Some telemarketers openly disclose that they are marking up their coins 30%. Sadly, many investors are so unsophisticated that they do not know that 30% markups are unreasonable. Other telemarketers conceal the actual value of the coins, often comparing the prices of the coins they sell with prices in the late 1980s when the market was vastly different.

Still more sadly, many buyers fall for sales pitches that assert certain coins are “non-confiscatable.” As our expose Myths, Misunderstandings, and Outright Lies explains, there is no such thing as a “non-confiscatable” coin. Investors who have not read our Myths, Misunderstandings, and Outright Lies are urged to do so.

What about the missing three silver Lunar Series years?

Friday, April 13th, 2007

In our March 27 article about the Perth Mint closing its hugely successful Lunar Series, we failed to cover what the Perth Mint is going to do about the three silver Lunar years not minted: the Rat, the Ox, and the Tiger.

To bring everyone up to speed, the Mint began production of the gold Lunar Series coins in 1996 with the year of the Rat , but did not produce silver Lunar Series coins until 1999, with the year of the Rabbit. Since the Mint is taking final orders for the Series on June 30, unless it mints those three years in 2008, 2009, and 2010, collectors of the silver Lunar Series coins will not be able to complete their Series. Frankly, I think it would be major misstep of the Perth Mint failed to provide collectors of the silver Lunar Sires coins with coins of all the same design and dimensions.
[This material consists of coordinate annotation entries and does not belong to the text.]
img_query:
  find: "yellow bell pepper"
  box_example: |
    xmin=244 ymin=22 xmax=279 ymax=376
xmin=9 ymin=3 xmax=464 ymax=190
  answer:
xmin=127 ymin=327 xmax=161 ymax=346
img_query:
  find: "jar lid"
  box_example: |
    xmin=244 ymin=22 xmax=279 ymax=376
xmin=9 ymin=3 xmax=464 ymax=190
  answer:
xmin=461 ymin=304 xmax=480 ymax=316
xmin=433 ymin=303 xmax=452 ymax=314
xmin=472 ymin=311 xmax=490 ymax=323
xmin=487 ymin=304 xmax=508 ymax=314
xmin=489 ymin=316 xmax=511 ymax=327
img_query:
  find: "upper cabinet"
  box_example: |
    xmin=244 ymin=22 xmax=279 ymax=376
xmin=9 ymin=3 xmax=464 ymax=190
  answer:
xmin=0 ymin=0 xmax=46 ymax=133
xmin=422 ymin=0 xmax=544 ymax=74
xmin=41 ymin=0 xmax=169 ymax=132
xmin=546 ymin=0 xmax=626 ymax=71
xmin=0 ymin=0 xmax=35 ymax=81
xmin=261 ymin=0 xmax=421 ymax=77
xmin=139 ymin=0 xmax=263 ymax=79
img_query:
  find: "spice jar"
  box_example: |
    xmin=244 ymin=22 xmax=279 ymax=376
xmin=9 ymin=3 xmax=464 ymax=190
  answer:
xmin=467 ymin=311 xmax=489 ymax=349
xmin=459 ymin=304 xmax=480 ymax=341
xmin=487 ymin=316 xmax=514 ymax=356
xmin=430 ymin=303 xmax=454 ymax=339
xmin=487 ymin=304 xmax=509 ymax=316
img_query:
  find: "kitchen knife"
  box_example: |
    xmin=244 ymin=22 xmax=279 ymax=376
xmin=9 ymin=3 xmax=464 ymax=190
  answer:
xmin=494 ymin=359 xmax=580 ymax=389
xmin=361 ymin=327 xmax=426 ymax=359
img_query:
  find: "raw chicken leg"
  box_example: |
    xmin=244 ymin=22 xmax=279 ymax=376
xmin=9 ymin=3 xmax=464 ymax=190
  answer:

The Mint has informed us (and as explained in the article) that for 2008 Rat (Mouse to some), which starts the next 12-year cycle of the Lunar Calendar, they will change drastically the look of the Lunar coins so that the first series coins will not be confused with the second series. When we find out what the Mint plans to do about the missing three silver Lunar Series coins, we will post here.

Although we sold quite a few silver Lunar Series coins, we never recommended them because of their high premiums, which make them collector items, not investment items.